По этому пути пошел Карло Гинзбург, проникнув в неизведанные пласты народной культуры, оттолкнувшись от странных взглядов одного-единственного фриульского мельника XVI в., который использовал образы спелого сыра и зарождающихся в нем червей в качестве модели для объяснения происхождения ангелов11. Но не являются ли столь же непривычными для нас представления русских людей конца XVII – первой четверти XVIII в., которые заставляли одних идти на смерть за банальную растительность на лице, других – не менее фанатично настаивать на обязательном брадобритии? Эти представления казались удивительными, открывающими таинственный мир прошлого уже в середине XIX в.

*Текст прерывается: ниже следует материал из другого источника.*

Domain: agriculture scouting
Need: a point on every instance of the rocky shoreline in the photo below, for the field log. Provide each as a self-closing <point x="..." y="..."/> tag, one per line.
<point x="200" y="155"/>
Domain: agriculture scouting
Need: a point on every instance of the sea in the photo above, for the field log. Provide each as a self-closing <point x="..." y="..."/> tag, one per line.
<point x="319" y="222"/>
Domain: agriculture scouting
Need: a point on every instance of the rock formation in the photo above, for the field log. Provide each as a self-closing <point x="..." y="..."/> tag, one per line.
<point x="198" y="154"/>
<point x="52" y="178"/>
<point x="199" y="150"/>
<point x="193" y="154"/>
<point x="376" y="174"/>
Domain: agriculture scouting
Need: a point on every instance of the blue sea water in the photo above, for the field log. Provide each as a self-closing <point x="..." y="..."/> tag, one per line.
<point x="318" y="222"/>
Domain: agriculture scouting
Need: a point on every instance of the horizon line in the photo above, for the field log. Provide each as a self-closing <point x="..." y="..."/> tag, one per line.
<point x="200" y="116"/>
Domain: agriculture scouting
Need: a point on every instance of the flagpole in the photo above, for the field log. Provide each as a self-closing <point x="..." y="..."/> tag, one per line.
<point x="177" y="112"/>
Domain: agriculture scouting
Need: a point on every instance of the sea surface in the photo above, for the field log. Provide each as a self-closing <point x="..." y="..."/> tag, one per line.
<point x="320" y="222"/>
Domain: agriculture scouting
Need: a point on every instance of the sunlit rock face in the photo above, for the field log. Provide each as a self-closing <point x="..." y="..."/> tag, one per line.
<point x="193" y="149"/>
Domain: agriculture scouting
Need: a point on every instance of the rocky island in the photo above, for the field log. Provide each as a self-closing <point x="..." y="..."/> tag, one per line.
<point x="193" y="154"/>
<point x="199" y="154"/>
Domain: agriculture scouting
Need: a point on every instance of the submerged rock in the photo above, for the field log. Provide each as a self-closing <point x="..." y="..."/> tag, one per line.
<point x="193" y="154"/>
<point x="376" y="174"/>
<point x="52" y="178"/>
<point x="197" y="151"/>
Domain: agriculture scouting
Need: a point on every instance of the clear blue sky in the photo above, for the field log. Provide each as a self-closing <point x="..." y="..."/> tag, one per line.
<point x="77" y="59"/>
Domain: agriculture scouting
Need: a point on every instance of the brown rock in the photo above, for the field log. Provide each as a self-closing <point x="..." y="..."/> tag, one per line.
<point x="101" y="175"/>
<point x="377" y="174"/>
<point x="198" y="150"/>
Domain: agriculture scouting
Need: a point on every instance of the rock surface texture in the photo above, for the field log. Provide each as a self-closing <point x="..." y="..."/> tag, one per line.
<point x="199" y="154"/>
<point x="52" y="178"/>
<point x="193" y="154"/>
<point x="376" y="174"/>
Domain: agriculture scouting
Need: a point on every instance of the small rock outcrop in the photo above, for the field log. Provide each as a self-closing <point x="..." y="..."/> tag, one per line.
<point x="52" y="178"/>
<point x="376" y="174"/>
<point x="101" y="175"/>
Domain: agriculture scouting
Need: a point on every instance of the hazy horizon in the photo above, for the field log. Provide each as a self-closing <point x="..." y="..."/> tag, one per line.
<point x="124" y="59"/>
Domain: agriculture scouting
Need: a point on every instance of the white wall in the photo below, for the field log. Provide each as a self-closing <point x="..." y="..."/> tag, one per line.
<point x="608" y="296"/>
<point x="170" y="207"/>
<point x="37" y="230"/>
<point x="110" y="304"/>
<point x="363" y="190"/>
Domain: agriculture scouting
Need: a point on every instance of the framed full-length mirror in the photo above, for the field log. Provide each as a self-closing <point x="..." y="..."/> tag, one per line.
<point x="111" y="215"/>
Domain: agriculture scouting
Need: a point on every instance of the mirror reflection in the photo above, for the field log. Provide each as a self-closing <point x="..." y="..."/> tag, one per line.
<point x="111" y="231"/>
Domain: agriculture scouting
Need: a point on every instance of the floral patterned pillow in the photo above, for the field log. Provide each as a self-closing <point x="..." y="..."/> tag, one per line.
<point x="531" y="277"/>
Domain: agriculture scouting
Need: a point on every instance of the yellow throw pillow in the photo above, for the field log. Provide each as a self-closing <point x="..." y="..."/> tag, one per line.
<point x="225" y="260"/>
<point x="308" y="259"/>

Так, Ф. И. Тимирязев был поражен семейным преданием Нарышкиных, связанным с передававшейся из поколения в поколение с петровских времен семейной реликвией – шкатулкой, в которой на шелковой с вышитым крестом подушке покоилась чья-то длинная седая борода:

Рассказ этот, по нашему мнению, до такой степени носит на себе отпечаток прошлого времени, со всеми его религиозно-мистическими и суеверно-поэтическими преданиями и понятиями, что представляется нам как бы страничкою, выхваченною живьем из истории XVIII века, и несравненно резче и рельефнее всякого исторического и научного исследования проводит бесповоротную грань между до-Петровскою Русью и современною нам эпохою. Достойно замечания, что наперекор, так сказать, естественному закону природы всякое прикосновение к старине, всякое, даже случайное, обращение к минувшему времени, по-видимому омертвелому и отжившему, как-то освежает современного человека. Ему приятно изредка окунуться в этот мир своеобразной, суеверной фантазии и непочатой, грубой поэзии и стряхнуть с себя подчас тот нестерпимый гнет, который наложила на него современная нам, всепоглощающая атмосфера реализма12.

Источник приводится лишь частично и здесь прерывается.